His brother, Oliver—dead.
His sweetheart, Mary—gone.
His chance to break free of Geneva—lost.
Heart-broken and desperate, Alasdair does the unthinkable: He brings Oliver back from the dead.
But putting back together a broken life is more difficult than mending bones and adding clockwork pieces. Oliver returns more monster than man, and Alasdair’s horror further damages the already troubled relationship.
Then comes the publication of Frankenstein and the city intensifies its search for Shadow Boys, aiming to discover the real life doctor and his monster. Alasdair finds refuge with his idol, the brilliant Dr. Geisler, who may offer him a way to escape the dangerous present and his guilt-ridden past, but at a horrible price only Oliver can pay…
Alternate history Switzerland.
You’ll love it.
2. What’s your favorite quote from THIS MONTROUST THING?
“It would always be us, dead or alive or alive again, locked like gears so that neither of us could turn without moving the other.”
3. Any writing quirks?
I drink a lot of Diet Coke (always, but especially when I’m writing).
When I’m drafting, I leave myself notes of things to fix or mark holes I need to fill in later, and I mark them with an # so I can do an easy search and replace to find them again. Which means my first drafts are basically littered with snarky hashtags.
4. Was THIS MONSTROUS THING your first title choice?
The book was originally called The Shadow Boys are Breaking, but I think This Monstrous Thing fits so much better! It conveys the Frankenstein, Gothic-ness of the book much more effectively, and I love the ambiguity of what exactly the titular monstrousness is referring to. It wasn’t my first choice, but I’ve come to adore it.
5. If someone were to see you in a random public place where would it be and why?
I work at an independent bookstore, so you have a pretty good chance of spotting me there. Aside from that, I spend a good amount of time at my beloved Friendly Toast, which is a diner in Boston with bright green walls and the best biscuits and gravy of all time ever.
6. Which YA character would you like to hang out with for a day?
Jacky Faber. She is the sassiest. And great at hijinks. And basically she’s everything I aspire to be.
7. What is your favorite and least favorite book trope?
I’m a sucker for the scoundrels with a heart of gold archetype. You know, the Han Solo and Malcom Reynolds types. I fall for them every time.

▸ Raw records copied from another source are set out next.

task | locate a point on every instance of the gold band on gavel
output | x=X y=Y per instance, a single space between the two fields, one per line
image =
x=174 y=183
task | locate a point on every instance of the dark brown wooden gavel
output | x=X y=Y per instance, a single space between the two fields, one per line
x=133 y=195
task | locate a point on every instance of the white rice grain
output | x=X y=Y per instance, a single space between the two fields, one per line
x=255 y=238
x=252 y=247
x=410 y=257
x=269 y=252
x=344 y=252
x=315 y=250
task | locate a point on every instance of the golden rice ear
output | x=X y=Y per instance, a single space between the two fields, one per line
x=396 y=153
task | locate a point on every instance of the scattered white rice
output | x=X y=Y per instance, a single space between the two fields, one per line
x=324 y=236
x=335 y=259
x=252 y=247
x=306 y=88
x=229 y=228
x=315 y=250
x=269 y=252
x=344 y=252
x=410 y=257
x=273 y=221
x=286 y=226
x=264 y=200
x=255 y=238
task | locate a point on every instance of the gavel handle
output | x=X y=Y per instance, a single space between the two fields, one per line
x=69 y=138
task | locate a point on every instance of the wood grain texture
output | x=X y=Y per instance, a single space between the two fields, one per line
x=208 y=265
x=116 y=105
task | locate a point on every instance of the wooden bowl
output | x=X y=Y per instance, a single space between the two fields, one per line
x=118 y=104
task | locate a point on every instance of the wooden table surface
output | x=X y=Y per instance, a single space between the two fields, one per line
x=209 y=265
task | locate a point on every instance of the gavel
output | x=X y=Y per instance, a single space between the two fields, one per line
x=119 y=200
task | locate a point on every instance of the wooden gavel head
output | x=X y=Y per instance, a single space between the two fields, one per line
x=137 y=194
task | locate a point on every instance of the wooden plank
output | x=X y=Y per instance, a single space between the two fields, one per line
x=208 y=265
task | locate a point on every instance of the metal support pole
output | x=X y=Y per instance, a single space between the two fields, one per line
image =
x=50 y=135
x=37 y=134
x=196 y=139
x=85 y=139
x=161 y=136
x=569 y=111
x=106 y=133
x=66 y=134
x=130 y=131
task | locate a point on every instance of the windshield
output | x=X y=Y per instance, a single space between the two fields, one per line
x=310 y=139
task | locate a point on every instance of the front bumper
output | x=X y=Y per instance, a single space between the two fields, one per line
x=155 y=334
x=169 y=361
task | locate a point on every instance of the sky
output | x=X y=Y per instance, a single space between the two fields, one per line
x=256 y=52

I take issue with the ‘girl dresses up as a boy but the hot guy still falls in love with her’ trope in historicals because it undervalues the contribution of women throughout history who found ways to exercise influence within their gender constraints, and undervalues the power in femininity and womanhood. It can also be an erasure of queer and gender non-conforming people from historical narratives, or make queerness seem like the tragic ending that was avoided because everyone still goes home hetero. Cross dressing wasn’t just a way women could have fun adventures in history—it was the only way some people across the gender and sexuality spectrum could live true to themselves. Even if the author doesn’t intend any of these things, sometimes the trope further erases women and LGBTQ people from historical narratives.
8. Any song inspirations that helped you write certain scenes?
Large parts of the book were written to the album The Life of the World to Come by The Mountain Goats. The lyrics have a lot of life, death, and resurrection imagery, and every song corresponds with a Bible verse, which is perfect accompaniment for writing a book based on a book based on a book based on the Bible (This Monstrous Thing, Frankenstein, Paradise Lost, in case you lost the thread there).
9. Any characters inspired by real people in your life?
I have a little sister and we have the same age different between us as Alasdair and Oliver, the brothers in the book. While MT and I are definitely not Alasdair and Oliver, a lifetime of being the volatile older half of a tight-knit sibling pair definitely inspired the novel. And my kid sister, MT, and Alasdair have a lot in common—rational, calm, reserved, and with a much more scientific mind.
10. Sort your characters into Harry Potter houses.
Alasdair would probably think he was a Slytherin, but he’s a Gryffindor. So is Clemence. Oliver and Mary are both Ravenclaws. Dr. Geisler—definitely a Slytherin.
ABOUT THE AUTHOR:
Mackenzi Lee is reader, writer, bookseller, unapologetic fangirl, fast talker, and perpetually-anxious badass. She holds an MFA from Simmons College in writing for children and young adults, and her short fiction has appeared in Inaccurate Realities, The Friend, and The Newport Review. Her young adult historical fantasy novel, THIS MONSTROUS THING, which won the PEN-New England Susan P. Bloom Children’s Book Discovery Award, as well as an Emerging Artist Grant from the St. Botolph Club Foundation, will be published fall of 2015 by Katherine Tegen/HarperCollins.
She loves Diet Coke, sweater weather, and historical fiction. On a perfect day, she can be found enjoying all three. She currently calls Boston home.